They are showing up here in Northeast GA.
Get over here.
Armadillos are no longer plentiful in TX as they once were.
They became road kill—and these days, I hardly ever see on—dead or alive.
“We have no way to know for sure,” Andrews said.
Ab absurdo = Modern science!!!
The animal doesn’t look so bad, but that shell thingie looks like a giant locust. *JUST* the pocketbook for spring, NOT!
Why did the chicken cross the road?
To prove to the armadillo it could be done.
Regards,
Raven6
Not to worry, they are just a food source along the imigration highway........
It has always been my understanding that all armadillos are born dead by the side of the road.
Armadillos have moved northward and spread for decades now. When I was a kid, they were not common in North Texas. Yes, I am old.

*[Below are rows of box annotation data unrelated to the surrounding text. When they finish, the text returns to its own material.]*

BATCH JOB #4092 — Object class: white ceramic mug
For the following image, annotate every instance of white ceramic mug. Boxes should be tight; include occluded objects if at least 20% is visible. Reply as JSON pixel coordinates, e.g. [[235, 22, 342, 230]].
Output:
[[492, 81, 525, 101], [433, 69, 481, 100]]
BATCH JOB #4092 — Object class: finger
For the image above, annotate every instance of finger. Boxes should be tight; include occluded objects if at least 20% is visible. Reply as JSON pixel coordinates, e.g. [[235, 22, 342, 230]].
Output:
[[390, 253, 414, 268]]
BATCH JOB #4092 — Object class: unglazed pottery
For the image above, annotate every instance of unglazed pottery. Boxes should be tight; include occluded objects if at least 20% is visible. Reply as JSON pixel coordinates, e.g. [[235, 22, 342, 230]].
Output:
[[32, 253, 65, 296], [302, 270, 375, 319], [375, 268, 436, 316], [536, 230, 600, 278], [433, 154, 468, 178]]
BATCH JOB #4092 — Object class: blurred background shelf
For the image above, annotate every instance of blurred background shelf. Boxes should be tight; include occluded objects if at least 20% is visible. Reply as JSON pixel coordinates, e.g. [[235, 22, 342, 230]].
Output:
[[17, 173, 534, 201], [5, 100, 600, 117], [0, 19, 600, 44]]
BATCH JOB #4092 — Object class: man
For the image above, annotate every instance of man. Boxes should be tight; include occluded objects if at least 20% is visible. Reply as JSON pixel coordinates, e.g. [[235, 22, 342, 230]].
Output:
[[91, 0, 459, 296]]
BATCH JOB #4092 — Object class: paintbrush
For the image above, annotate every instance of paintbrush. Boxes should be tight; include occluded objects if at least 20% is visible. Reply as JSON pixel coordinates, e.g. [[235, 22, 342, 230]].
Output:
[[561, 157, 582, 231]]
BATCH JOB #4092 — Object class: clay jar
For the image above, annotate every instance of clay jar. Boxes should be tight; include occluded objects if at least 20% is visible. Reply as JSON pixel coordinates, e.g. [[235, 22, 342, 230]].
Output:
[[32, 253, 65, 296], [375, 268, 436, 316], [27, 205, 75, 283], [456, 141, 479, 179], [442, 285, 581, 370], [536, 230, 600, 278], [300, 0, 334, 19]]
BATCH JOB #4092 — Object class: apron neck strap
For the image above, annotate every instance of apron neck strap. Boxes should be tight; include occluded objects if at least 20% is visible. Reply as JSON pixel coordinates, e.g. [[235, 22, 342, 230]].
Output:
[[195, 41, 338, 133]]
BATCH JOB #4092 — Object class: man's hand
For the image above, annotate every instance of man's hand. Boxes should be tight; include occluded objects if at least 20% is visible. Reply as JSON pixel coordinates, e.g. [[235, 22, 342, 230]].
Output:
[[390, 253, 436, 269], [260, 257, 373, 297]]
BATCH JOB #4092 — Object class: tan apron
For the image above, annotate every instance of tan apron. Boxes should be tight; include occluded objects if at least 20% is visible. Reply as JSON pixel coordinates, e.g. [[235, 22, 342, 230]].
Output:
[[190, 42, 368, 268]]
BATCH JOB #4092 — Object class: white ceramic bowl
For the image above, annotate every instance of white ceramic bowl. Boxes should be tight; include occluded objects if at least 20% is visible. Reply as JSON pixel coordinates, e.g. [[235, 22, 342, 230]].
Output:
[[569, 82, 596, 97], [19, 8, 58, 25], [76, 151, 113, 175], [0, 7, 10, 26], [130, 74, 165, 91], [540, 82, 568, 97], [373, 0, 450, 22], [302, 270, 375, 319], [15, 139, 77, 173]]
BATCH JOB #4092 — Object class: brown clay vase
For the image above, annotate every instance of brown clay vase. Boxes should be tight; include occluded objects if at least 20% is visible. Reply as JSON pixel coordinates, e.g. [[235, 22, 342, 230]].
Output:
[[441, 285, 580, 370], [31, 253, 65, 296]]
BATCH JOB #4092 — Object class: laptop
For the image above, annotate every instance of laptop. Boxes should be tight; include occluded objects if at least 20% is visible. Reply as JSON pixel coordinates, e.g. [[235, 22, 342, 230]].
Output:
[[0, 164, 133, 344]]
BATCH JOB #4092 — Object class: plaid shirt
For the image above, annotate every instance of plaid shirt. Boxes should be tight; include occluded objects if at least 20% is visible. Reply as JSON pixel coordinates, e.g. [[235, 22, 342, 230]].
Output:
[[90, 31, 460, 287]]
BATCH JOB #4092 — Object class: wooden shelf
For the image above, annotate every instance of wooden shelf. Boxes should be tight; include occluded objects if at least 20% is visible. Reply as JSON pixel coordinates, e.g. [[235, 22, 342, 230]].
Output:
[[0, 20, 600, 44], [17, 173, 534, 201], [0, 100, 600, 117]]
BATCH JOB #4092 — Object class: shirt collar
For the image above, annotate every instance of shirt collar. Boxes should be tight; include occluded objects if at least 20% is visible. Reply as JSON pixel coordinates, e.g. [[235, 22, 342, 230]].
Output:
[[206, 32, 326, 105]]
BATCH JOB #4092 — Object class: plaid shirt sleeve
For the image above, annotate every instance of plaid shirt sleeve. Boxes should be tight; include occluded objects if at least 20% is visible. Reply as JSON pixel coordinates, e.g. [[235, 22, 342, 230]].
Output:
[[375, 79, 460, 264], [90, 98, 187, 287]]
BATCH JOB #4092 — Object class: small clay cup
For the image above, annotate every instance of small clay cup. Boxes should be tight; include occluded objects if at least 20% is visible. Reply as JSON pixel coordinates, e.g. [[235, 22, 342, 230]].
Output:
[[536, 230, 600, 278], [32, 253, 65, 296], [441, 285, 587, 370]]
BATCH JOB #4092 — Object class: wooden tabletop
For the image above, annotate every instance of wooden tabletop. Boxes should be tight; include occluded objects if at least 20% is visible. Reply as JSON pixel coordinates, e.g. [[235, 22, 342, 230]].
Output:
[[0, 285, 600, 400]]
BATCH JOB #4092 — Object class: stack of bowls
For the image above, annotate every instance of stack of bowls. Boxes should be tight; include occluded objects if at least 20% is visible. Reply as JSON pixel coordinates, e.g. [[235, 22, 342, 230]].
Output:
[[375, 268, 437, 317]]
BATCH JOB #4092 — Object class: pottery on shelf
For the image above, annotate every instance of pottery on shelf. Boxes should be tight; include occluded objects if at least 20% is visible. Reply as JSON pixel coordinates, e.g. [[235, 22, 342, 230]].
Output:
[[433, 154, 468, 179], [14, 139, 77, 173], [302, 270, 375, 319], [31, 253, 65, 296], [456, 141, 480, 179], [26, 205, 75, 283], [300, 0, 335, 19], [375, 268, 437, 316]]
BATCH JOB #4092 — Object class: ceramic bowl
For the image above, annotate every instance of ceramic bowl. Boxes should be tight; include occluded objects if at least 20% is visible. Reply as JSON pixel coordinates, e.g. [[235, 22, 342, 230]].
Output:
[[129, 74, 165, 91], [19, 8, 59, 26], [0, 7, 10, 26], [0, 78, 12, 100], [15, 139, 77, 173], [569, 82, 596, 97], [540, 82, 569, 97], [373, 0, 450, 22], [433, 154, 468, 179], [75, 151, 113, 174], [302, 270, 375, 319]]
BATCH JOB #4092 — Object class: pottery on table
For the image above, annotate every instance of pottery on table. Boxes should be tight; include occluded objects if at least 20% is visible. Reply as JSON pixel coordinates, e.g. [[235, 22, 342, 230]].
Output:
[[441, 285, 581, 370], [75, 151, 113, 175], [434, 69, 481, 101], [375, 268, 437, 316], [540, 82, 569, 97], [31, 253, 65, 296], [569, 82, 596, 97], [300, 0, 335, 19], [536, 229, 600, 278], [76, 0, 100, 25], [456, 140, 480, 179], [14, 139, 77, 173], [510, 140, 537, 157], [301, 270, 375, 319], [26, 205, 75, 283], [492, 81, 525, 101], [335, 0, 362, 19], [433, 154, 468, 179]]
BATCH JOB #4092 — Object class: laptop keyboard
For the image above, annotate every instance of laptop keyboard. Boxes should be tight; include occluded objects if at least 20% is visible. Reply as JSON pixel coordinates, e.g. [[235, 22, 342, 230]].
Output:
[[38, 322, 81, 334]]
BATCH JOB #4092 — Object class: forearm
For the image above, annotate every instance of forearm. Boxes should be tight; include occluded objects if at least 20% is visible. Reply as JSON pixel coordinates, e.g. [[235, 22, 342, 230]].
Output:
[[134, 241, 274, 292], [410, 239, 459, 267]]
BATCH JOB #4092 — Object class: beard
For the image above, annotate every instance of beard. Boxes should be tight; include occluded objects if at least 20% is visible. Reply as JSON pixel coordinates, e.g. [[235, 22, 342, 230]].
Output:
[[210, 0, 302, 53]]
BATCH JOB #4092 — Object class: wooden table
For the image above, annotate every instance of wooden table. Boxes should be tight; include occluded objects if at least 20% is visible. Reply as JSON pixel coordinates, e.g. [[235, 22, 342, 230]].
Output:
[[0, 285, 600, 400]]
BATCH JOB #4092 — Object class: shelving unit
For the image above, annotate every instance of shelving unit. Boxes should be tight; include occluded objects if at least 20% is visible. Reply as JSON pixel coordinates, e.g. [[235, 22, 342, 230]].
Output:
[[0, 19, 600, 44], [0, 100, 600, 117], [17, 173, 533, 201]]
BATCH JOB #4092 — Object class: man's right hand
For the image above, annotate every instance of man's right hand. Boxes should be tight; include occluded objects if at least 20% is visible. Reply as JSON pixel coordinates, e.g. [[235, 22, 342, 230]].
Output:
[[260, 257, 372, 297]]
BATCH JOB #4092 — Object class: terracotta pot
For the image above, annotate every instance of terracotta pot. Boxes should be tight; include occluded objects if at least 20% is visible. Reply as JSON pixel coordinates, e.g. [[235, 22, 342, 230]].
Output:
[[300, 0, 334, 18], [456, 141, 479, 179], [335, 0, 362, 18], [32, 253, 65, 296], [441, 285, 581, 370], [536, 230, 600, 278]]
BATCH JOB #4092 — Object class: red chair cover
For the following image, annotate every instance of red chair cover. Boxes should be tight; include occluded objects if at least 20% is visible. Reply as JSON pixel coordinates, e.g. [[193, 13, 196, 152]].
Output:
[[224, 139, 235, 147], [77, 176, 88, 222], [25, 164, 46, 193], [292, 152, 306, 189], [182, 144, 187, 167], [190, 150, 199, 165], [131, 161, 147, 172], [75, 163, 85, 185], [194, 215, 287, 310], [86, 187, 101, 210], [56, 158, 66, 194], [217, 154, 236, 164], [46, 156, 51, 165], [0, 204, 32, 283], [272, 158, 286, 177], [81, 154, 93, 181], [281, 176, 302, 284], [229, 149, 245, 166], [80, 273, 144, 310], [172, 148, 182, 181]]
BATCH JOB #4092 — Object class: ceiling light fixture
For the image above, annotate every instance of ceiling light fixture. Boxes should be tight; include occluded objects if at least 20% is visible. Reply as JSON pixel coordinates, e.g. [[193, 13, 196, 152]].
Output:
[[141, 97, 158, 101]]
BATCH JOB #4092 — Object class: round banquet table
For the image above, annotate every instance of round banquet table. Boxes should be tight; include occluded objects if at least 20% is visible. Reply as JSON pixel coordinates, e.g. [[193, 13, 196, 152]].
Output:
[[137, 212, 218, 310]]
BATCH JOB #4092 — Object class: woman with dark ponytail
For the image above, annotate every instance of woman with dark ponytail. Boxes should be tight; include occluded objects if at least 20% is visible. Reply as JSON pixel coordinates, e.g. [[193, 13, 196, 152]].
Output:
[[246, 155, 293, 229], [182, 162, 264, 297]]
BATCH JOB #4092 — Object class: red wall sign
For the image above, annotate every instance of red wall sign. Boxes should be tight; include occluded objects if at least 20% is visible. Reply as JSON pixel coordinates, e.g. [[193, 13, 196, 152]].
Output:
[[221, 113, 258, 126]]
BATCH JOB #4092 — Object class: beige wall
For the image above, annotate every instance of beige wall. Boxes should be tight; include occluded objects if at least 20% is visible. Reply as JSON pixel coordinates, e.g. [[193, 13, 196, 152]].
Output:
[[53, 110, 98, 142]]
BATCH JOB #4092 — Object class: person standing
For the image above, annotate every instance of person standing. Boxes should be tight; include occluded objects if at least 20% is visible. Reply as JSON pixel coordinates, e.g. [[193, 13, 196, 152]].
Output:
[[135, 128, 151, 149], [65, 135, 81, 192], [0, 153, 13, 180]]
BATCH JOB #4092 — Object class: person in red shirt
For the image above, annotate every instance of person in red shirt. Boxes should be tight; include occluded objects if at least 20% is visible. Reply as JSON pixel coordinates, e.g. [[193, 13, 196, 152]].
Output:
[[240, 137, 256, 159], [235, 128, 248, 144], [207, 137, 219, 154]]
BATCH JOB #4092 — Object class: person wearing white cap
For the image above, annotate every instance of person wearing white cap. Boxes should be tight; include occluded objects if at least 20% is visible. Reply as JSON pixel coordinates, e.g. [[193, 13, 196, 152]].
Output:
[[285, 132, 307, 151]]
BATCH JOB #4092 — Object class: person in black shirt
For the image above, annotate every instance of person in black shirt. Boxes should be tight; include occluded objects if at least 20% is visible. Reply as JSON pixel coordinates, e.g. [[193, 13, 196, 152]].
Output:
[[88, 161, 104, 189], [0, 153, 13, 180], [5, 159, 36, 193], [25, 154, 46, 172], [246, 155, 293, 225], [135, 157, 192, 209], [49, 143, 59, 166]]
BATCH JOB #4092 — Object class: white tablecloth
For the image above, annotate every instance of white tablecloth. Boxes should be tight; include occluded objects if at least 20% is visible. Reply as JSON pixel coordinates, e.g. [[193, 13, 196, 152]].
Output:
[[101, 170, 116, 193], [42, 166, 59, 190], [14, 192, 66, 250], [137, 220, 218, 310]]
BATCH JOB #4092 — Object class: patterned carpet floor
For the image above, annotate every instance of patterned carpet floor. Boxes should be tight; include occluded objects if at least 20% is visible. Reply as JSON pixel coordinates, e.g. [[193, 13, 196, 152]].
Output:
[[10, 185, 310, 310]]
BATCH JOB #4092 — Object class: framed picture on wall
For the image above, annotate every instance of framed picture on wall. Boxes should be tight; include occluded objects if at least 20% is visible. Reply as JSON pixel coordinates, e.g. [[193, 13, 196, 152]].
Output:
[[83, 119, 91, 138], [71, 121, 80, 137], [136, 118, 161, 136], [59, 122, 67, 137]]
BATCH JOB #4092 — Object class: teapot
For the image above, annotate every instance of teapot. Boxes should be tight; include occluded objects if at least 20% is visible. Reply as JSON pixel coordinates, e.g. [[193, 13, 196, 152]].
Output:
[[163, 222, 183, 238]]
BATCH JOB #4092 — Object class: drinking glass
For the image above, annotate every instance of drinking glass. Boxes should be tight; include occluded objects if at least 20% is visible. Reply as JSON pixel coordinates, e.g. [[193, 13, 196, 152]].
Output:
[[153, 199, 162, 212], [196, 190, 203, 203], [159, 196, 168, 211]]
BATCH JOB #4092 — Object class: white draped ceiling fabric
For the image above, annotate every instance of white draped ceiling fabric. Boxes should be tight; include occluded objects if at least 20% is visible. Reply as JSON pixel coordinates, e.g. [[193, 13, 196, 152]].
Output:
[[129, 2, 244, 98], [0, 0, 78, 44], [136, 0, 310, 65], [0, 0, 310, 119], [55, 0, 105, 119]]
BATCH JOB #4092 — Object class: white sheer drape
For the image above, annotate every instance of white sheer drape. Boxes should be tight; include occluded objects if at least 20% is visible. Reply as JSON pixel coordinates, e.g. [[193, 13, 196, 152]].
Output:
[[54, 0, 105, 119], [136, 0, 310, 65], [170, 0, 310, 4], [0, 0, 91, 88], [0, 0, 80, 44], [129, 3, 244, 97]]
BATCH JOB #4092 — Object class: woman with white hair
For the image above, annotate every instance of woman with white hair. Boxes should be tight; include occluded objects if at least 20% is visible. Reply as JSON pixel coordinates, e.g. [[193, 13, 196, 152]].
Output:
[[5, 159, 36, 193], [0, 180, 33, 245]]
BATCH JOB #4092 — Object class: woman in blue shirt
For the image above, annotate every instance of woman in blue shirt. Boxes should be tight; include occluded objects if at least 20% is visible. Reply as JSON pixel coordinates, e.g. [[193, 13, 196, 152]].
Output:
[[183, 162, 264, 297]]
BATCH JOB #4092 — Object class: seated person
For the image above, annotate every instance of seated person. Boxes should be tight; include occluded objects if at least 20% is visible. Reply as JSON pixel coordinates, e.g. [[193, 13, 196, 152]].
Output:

As for armadillos being roadkill, there’s a biological reason why they’re often smashed. The armadillo instinctively jumps vertically when frightened. Their eyesight isn’t good, and when they see headlights closing in on them, they jump rather than run, thus putting themselves in line for a fatal collision with the front of the vehicle.
No, that doesn’t explain their propensity for crossing roads. There’s probably a lesson here about contentment, staying in the pasture where your burrow is.
There used to be a pet shop in Denver that had these from time to time.
“One” of anything does NOT a pattern make...
We’re getting them in MO now...It used to be they were confined to southern MO, but now I’ve seen dead ones within 20 miles of my home (I’m in western MO, about an hour from KC).
From yahoo search:
Armadillos are often used in the study of leprosy, since they, along with mangabey monkeys, rabbits and mice (on their footpads), are among the few known non-human animal species that can contract the disease systemically. They are particularly susceptible due to their unusually low body temperature, which is hospitable to the leprosy bacterium, Mycobacterium leprae. (The leprosy bacterium is difficult to culture and armadillos have a body temperature of 34 °C, similar to human skin.)
http://en.wikipedia.org/wiki/Armadillo
[May 4, 2007] Armadillos in Texas and Louisiana have been found to carry the leprosy bacteria. Nobody is quite sure why they are infected, but it’s possible that ...
associatedcontent.com/.../armadillos_and_leprosy_.html
------------------------ Pa: What's fer supper....Ma !?
------------------------- Ma: HOOVER HOG , Pa !!
Missouri Dept of Conservation told me dillos spotted first in the early 80s in southern Mo. have been slowly migrating North ever since. (Black Bear have returned to South and some Middle Missouri parts too, more recently)
This morning I watched in disgust as three buzzards had breakfast on the armadillo my dog killed night before last. Not a pleasant way to start the day.